Alan Barber, (202) 293-5380 x115

Threat of Fiscal Disaster Not as Dire as Filmmakers Claim

'IOUSA' point-of-view misleading and one-sided


Amid the turmoil and confusion of the current financial crisis, the new film, IOUSA,
tells a story of America's addiction to debt that will force the nation
off a fiscal cliff. And while there is some cause for concern, a new
report by the Center for Economic and Policy Research (CEPR) points out
that many of the claims in the movie are misleading and out of context
and could lead the public to make ill-informed policy decisions.

"While there are serious economic issues the nation needs to be concerned about, the views presented in IOUSA are misleading and one-sided." said Dean Baker,
an author of the report and Co-Director of CEPR. "The fact that
ballooning health care costs are at the heart of our budget problem,
not a Social Security program that will remain fully solvent through
2049 as implied in the movie, are just two examples of the
mis-statements found in the film."

The report, "IOUSA Not OK: An Analysis of the Deficit Disaster Story in the Film IOUSA,"
lists seven points crucial to looking at the topics discussed in IOUSA.
In keeping with CEPR's mission statement of helping to inform the
public on economic issues affecting their choices on policy issues, the
study features a minute-by-minute viewers guide of the film to
highlight potentially misleading assertions in the movie.

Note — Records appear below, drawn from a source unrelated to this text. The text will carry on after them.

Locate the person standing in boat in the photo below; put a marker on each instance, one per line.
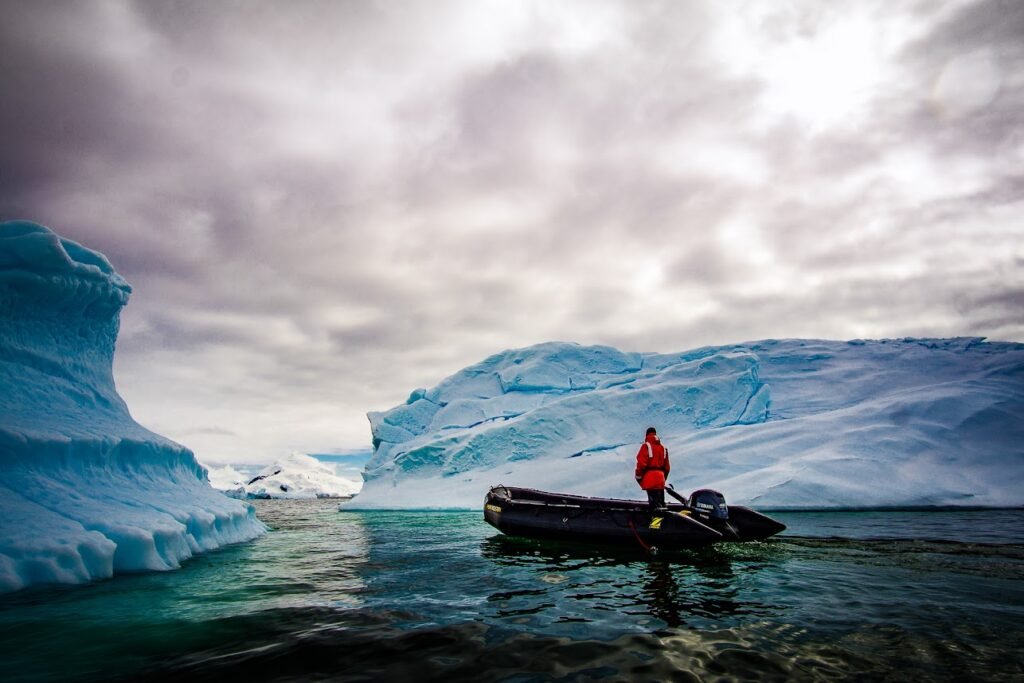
(652, 468)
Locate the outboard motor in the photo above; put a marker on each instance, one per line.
(709, 504)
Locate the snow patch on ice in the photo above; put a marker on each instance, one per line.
(773, 423)
(298, 476)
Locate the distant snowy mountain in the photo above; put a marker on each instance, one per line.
(298, 476)
(774, 424)
(86, 492)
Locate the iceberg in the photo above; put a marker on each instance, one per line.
(298, 476)
(86, 491)
(775, 424)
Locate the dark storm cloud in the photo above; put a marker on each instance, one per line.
(324, 205)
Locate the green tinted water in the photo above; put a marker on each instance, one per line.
(441, 596)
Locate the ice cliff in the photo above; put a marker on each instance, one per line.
(774, 424)
(86, 492)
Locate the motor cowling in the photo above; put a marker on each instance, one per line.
(708, 503)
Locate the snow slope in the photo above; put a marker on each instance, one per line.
(86, 492)
(774, 424)
(298, 475)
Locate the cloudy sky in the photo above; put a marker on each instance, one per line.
(323, 206)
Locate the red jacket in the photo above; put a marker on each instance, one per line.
(652, 464)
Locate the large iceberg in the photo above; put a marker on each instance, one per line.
(86, 492)
(774, 424)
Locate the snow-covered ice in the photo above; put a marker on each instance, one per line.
(298, 476)
(774, 424)
(86, 492)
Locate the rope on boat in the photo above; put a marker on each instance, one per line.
(639, 540)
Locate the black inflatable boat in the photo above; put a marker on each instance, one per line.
(701, 519)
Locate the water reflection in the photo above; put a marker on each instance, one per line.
(684, 589)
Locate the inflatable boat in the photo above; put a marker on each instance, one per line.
(701, 519)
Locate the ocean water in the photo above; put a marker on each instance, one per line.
(441, 596)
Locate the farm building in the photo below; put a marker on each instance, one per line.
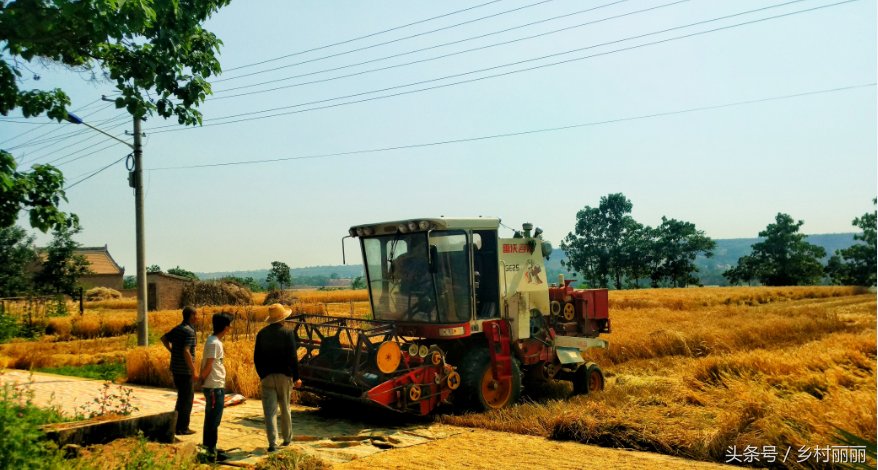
(165, 291)
(105, 271)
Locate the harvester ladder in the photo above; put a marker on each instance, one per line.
(499, 340)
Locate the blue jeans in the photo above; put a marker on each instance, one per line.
(185, 394)
(213, 414)
(276, 391)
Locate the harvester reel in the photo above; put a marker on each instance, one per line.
(414, 392)
(569, 311)
(388, 357)
(453, 380)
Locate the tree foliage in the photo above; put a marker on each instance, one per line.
(280, 274)
(608, 247)
(17, 254)
(675, 244)
(155, 52)
(178, 271)
(856, 265)
(600, 246)
(62, 268)
(784, 258)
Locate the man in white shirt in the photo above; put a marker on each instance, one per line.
(213, 382)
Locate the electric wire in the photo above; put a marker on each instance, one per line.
(429, 59)
(338, 54)
(83, 108)
(44, 150)
(41, 141)
(94, 173)
(525, 132)
(249, 116)
(361, 37)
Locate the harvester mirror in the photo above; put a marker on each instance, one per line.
(434, 255)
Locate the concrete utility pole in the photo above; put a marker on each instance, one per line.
(142, 319)
(137, 183)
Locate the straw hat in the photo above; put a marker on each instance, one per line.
(277, 312)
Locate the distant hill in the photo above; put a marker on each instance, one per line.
(710, 269)
(307, 276)
(726, 255)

The seven key facts in the CEPR study include:

  • The national debt is not a generational transfer
  • The budget deficit is not what causes the trade deficit
  • The economic reality is that a large trade deficit means that we
    must have a large budget deficit, extremely low private savings or some
    combination of the two
  • The stock and housing bubbles are the main cause of the nation's low savings rate
  • During times of economic weakness, deficit spending helps the economy grow
  • Rising health care costs are at the core of the federal budget deficit problem
  • Social Security will remain fully funded through 2049

"The American public has a right to know the whole story behind our
current economic conditions so that we're not railroaded into making
bad policy choices," Baker continued. "Unfortunately, IOUSA gives less
than a full accounting of the issues at play."

The study
also points out several of the people positively portrayed as fiscal
champions in the film who, in actuality, played a part in the nation's
current economic problems. Of the more prominently featured 'heroes' in
the film, Alan Greenspan let the asset bubbles in the stock and housing
markets grow unchecked and played an active role in the deregulation of
credit default swaps. As well, Peter Peterson, an investment banker
famous for the statement that he would give back his Social Security
check amassed a huge fortune in part via the "fund managers' tax break"
which allowed him to pay a substantially lower tax rate than teachers
and fire fighters.

The report
concludes with a viewer's guide pointing out the fallacies presented in
the film. Each inaccurate or misleading statement is followed by a full
explanation and correction.

The Center for Economic and Policy Research (CEPR) was established in 1999 to promote democratic debate on the most important economic and social issues that affect people's lives. In order for citizens to effectively exercise their voices in a democracy, they should be informed about the problems and choices that they face. CEPR is committed to presenting issues in an accurate and understandable manner, so that the public is better prepared to choose among the various policy options.